A local New Jersey official accidentally omitted the words "Under God" while opening for Hillary Clinton, and right-wing media are now hailing the flub as an example of Hillary's offensive lack of religious devotion.
Camden County, New Jersey official Susan Shin Angulo said she was elated to be invited to open for Hillary Clinton on her campaign stop in Angulo's town.
She was so overwhelmed with excitement, she accidentally butchered and then omitted one small line: "Under God."
The daughter of a refugee from North Korea, Angulo is the first Korean American woman to hold statewide office in New Jersey and a mother of two. Now, she is the subject of a handful of right wing over analyses replaying that flub, and HIllary's reaction (which was to laugh it off) is hailed as a clear correlation between godlessness and a lack of moralities.
She apologized immediately to New Jersey 101.5: "Anyone who has seen me speak knows I proudly say 'God Bless America' in all my speeches. My apologies if anyone thought it was intentional."

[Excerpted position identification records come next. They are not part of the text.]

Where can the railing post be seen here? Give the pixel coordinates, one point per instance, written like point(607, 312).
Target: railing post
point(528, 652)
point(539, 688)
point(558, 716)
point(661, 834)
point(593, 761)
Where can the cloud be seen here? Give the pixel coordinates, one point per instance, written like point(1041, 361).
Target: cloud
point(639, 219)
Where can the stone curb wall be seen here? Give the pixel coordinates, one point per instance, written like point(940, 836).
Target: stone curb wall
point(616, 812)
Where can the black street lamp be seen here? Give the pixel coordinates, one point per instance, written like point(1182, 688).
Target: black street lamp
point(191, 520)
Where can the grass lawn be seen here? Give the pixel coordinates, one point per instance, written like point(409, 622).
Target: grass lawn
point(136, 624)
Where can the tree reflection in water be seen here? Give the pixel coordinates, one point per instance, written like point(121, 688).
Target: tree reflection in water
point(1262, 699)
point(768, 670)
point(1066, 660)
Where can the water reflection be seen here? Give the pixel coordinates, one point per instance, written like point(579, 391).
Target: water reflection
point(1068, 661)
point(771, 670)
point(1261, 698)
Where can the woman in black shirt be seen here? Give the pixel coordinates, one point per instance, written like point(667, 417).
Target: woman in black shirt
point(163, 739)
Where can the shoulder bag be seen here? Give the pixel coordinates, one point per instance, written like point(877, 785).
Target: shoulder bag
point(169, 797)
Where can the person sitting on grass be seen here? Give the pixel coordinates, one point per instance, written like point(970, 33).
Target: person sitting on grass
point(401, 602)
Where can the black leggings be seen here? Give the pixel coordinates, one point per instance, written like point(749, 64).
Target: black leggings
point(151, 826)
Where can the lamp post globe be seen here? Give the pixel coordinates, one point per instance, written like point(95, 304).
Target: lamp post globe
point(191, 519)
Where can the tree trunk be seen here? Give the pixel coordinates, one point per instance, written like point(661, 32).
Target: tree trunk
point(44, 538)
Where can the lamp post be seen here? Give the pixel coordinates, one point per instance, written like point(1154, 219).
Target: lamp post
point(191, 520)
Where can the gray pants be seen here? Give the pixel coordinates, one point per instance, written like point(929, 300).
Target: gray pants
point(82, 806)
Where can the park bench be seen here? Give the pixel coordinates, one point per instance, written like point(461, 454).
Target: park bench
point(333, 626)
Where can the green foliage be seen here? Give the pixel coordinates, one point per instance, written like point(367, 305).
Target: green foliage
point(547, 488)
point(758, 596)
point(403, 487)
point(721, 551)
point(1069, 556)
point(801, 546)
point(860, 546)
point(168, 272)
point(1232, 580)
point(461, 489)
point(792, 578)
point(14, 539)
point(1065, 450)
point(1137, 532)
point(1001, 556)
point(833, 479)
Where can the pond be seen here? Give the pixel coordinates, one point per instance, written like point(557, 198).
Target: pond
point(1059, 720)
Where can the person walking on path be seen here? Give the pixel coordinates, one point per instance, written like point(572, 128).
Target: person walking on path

Through her body language and her statement, it was clear Angulo didn't omit "Under God" with the intention to make a point about its contradictory existence.
But nevertheless she is receiving backlash from all over the country, and subject to social media shaming along the theme that someone who doesn't admit we're "Under God" isn't worthy of trust.
Instead of embracing the moment as one that was inclusive of all beliefs, Angulo had to reject the idea that omitting "Under God" was intentional. So afraid of offending the religious, she offended the irreligious. When asked about whether or not he was Muslim, Obama was hesitant to respond until he could elaborate that to reject being Muslim would be an offense. Recently on The Daily Show with Trevor Noah, Hasan Minhaj, who is Muslim, asked Waris Ahluwalia, who is Sikh, why the Sikh community doesn't reply to misguided anti-Muslim discrimination with the claim that they are not Muslim. "It's just not an option for us to throw another community under the bus." We need to be better than that as Americans."
Atheists don't have the luxury of public allies like these. This kind of reaction to nonbelief is common: in Gallup's polls of the public's willingness to vote for certain categorizations--gay, black, atheist, Muslim--atheists have consistently been found the least electable for the last 58 years.
The constitution "explicitly bars a religious test for public office, but you wouldn't know that looking at the media and what the public expects," says Annie Laurie Gaylor, Co-President at the Freedom From Religion Foundation.
"That we, as a nation, are imposing a religious test on our politicians is really appalling because we have a godless and secular constitution. [Politicians] have to parade around wearing religion on your sleeve, and [being nonreligious] is now considered the kiss of death for a public official," she says.